Post-coronavirus: Future for international students in Schengen area
Published on: 20 June 2020

The coronavirus pandemic has brought a great deal of uncertainty to students across the globe. Travel restrictions and universities opting for online classes during lockdown combine with financial pressures to make life difficult for many students.

COVID19 has meant the closure of universities across Schengen countries some suspending courses and most of them making online lectures available. International students have received the combined support of host and home universities. The Schengen countries have stressed that their internal and external borders are open to international students even if they come from severely affected areas.

For their part, the top European universities are keen to work with international students and ensure they continue their college education despite the coronavirus pandemic.

Erasmus

The Erasmus Student Network has advised international students to keep up-to-date with the situation in their host country and by liaising with their host as well as their home universities. An ESN survey on the impact of the pandemic showed that the majority of courses have continued, but many international students have chosen to return home.

Erasmus on European Union Flag

Those unable to travel can apply for financial support. The EU commission has announced that Erasmus students are eligible to have their travel expenses reimbursed up to the total scholarship amount.

In most European countries, universities remain closed with lectures continuing online and uncertainty regarding starting dates of the autumn/winter term.

Germany

Germany has announced the cancellation of its 2020 summer courses as well as the RISE / WISE courses. The autumn/winter semester is to restart at the later date of 1 November. Students can still apply for a scholarship, although the application process is likely to take more time.

Netherlands

In the Netherlands, where under normal circumstances 25,000 international students study each year, a survey has revealed that 80 per cent of them still intend to do so despite the pandemic. Whether this figure translates into applications remains uncertain. Financial pressures, as well as travel uncertainties, have stopped many students from pursuing studies abroad. In the same survey, many revealed their plans to defer their stay in the Netherlands.

Switzerland

Swiss universities reopened on the 8 June with class-size restrictions and other COVID19 measures in place.

United Kingdom

In the UK, university campuses remain closed, but applications are still being processed. The government has promised to extend international student visas for those who are unable to return home. The universities are awaiting government guidance regarding reopening.

Italy and France

Italian and French universities remain closed and no application deadlines are available for the upcoming autumn term. Some universities are conducting online admission interviews.

Spain

Spanish university courses continue online and international students can still submit admission applications.
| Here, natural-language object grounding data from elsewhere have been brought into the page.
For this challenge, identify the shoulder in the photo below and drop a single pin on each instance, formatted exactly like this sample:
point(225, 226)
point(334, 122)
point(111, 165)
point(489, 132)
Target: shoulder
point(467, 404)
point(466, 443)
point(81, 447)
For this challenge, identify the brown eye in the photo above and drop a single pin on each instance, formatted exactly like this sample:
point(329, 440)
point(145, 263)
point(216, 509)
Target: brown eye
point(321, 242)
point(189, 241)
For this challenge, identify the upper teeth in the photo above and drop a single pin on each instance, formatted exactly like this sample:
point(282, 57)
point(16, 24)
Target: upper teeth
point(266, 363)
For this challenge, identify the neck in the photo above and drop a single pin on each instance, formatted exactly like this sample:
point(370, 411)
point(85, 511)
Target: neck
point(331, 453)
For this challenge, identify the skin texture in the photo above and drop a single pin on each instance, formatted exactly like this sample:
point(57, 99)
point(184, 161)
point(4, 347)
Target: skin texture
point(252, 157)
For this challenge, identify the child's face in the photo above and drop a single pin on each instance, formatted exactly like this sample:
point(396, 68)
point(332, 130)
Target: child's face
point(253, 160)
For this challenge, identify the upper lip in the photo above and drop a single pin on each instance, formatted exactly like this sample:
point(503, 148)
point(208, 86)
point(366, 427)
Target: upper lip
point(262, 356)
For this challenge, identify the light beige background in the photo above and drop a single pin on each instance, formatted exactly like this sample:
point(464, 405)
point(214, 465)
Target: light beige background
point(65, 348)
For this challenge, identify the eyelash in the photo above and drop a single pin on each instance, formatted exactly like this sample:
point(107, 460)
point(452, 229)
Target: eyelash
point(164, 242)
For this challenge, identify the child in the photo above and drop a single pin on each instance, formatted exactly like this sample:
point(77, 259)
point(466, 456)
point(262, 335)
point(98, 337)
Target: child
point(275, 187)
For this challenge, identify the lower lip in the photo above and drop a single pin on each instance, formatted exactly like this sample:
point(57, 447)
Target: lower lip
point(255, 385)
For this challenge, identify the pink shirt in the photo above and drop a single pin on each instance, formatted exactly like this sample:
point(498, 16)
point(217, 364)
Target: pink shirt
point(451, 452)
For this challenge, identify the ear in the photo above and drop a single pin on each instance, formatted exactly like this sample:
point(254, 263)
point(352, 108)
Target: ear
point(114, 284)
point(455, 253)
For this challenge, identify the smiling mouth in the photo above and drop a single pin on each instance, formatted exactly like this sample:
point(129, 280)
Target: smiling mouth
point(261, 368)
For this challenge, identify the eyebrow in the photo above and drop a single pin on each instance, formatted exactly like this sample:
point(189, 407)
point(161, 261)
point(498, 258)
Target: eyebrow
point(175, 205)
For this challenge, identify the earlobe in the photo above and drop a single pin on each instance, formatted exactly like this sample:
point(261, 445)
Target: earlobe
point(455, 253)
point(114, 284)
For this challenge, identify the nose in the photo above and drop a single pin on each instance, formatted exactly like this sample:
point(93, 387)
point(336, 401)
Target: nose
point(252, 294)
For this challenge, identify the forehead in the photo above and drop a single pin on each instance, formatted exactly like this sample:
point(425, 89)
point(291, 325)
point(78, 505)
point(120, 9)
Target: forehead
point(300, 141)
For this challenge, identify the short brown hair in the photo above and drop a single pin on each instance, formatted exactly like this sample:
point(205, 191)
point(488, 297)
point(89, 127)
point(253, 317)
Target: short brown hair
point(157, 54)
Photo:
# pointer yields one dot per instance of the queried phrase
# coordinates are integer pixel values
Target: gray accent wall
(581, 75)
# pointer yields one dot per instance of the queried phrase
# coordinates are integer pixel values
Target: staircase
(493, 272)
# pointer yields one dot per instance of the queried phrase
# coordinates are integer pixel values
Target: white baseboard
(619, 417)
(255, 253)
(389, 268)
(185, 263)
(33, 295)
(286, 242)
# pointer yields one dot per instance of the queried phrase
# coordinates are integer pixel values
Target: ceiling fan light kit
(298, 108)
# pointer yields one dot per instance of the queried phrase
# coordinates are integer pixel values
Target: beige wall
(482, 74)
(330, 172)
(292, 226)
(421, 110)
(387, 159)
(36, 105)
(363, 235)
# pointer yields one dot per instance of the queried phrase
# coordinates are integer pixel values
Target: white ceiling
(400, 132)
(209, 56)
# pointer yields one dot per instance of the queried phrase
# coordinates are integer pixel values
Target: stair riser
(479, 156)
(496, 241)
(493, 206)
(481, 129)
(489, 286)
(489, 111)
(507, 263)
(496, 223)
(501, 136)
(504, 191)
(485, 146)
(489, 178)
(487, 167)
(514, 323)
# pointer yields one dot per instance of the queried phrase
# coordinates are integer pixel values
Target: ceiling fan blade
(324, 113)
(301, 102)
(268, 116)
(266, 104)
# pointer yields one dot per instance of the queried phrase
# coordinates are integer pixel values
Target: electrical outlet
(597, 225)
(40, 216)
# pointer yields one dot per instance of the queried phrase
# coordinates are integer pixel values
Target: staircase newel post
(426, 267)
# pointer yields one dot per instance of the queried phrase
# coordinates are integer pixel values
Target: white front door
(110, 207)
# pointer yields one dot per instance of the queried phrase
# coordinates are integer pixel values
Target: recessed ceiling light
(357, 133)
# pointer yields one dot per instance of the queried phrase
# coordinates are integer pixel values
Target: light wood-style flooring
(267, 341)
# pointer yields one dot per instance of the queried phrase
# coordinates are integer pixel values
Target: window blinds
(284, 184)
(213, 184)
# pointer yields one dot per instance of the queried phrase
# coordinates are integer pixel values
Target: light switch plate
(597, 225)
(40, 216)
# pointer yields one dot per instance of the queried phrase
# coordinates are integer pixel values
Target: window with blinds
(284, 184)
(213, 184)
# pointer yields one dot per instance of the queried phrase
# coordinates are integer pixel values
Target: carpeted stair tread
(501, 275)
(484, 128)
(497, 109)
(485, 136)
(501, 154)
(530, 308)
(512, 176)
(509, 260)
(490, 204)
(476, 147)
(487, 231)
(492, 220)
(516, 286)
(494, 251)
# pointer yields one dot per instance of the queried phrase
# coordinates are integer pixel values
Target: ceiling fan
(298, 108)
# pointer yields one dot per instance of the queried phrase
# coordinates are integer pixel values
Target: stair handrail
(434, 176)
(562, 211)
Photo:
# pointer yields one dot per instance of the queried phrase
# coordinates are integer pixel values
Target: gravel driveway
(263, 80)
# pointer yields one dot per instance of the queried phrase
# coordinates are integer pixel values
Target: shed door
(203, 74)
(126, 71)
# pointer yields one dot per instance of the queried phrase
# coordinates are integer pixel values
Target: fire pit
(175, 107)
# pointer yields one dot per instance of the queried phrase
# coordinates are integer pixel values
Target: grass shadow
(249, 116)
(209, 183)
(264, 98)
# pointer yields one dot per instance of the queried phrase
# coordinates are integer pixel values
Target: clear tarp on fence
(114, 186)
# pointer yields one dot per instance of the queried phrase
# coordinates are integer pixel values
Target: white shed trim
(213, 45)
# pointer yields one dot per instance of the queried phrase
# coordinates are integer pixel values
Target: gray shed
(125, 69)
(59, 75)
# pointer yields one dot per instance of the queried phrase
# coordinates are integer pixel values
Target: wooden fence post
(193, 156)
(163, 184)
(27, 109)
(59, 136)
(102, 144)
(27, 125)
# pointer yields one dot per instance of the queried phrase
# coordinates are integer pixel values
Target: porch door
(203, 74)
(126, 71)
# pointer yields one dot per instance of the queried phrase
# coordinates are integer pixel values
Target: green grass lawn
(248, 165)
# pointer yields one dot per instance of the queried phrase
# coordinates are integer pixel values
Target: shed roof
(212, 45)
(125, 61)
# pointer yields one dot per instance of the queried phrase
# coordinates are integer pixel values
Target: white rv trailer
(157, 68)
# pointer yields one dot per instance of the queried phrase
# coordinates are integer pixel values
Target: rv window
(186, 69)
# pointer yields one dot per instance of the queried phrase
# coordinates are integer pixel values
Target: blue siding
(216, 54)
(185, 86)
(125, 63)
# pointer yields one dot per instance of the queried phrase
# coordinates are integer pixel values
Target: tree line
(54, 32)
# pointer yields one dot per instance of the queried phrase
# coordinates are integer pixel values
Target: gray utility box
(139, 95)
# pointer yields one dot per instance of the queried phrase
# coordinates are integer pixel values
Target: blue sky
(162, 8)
The coronavirus pandemic has had a significant impact on international education. 2020 is likely to bring about far smaller numbers of international students across Europe. Existing uncertainties, regarding travel and COVID19 restrictions, have prompted many international students to postpone studying abroad.

Ample support is available through universities and embassies to help students navigate these uncertain times.

Students wishing to apply for a Schengen Area student visa must contact the embassy of their chosen state in their home country, for example, the French embassy if they wish to study in France.

The best advice on studying abroad is available through home universities. Anyone wishing to take up studying abroad should contact the chosen university to find out about current application procedures as well as start dates for the new term.